Part of what makes Python great also brings challenges for cryptographic operations that need rigorous control of memory and CPU instructions. In this talk we’ll discuss situations where Python is a poor fit as well as ones where it shines and learn how to work around some of the issues.
Languages can’t always be great at everything. Part of what makes Python great also brings challenges for disciplines that need rigorous control of the way your processor executes instructions and the way memory is handled. We’ll walk through situations where Python is a wonderful fit and also ones where it is a terrible fit for cryptographic operations. When it’s good, we’ll carefully examine why that is the case. When it’s not, we’ll discuss the workarounds and mitigations that can allow its use in most cases.

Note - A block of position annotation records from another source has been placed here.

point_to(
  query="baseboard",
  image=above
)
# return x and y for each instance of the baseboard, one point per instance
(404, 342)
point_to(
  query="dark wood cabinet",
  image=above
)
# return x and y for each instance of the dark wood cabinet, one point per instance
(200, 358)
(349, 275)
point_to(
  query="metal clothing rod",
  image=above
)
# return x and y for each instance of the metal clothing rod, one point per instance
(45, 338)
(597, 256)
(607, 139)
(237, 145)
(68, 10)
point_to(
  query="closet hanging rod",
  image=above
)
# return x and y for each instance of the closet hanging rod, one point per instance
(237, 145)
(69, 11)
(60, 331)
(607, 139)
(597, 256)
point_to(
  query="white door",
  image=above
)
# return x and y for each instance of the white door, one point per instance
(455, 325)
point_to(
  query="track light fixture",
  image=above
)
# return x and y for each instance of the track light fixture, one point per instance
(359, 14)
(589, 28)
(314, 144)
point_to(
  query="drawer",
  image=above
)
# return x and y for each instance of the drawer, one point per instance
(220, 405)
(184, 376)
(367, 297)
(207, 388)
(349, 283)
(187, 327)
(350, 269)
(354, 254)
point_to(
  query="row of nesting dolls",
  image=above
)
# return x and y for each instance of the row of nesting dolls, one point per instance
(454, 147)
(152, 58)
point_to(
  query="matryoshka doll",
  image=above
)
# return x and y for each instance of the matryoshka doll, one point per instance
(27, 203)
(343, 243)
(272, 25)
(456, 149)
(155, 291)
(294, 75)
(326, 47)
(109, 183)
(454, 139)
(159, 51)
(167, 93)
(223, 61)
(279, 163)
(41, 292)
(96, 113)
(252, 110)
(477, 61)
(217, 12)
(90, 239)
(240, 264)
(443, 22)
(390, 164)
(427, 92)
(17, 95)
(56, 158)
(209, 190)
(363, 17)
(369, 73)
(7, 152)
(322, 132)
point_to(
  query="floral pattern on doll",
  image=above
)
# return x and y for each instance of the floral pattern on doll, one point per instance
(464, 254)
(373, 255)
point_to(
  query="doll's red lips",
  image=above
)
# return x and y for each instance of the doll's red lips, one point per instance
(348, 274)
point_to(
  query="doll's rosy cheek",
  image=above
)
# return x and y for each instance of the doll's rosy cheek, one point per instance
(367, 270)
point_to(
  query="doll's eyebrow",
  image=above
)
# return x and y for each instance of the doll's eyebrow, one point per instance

This talk is targeted at any developer who has wondered whether how to best do sensitive cryptography related things (like encrypting a file, deriving a key, creating secrets, and much, much more) in Python.
While beneficial, this talk assumes no background knowledge about cryptography or the implementation details of a Python interpreter and provides a brief introduction to cryptographic concerns to provide grounding for users without cryptographic/C experience.
Attendees will gain knowledge about the limitations and strengths of Python when writing security sensitive software. They will be able to use this insight to better inform their threat modeling when designing/refactoring software they write.
Paul audits codebases that have significant cryptographic implementations to find both code-level vulnerabilities and architectural issues. He draws upon those engagements to write educational blog posts, tools and libraries for cryptographers. A founding member of the Python Cryptographic Authority, Paul has played a large part in the development of three major cryptographic libraries in Python since 2013. When he’s not banging his head against a keyboard he enjoys baking and kiteboarding.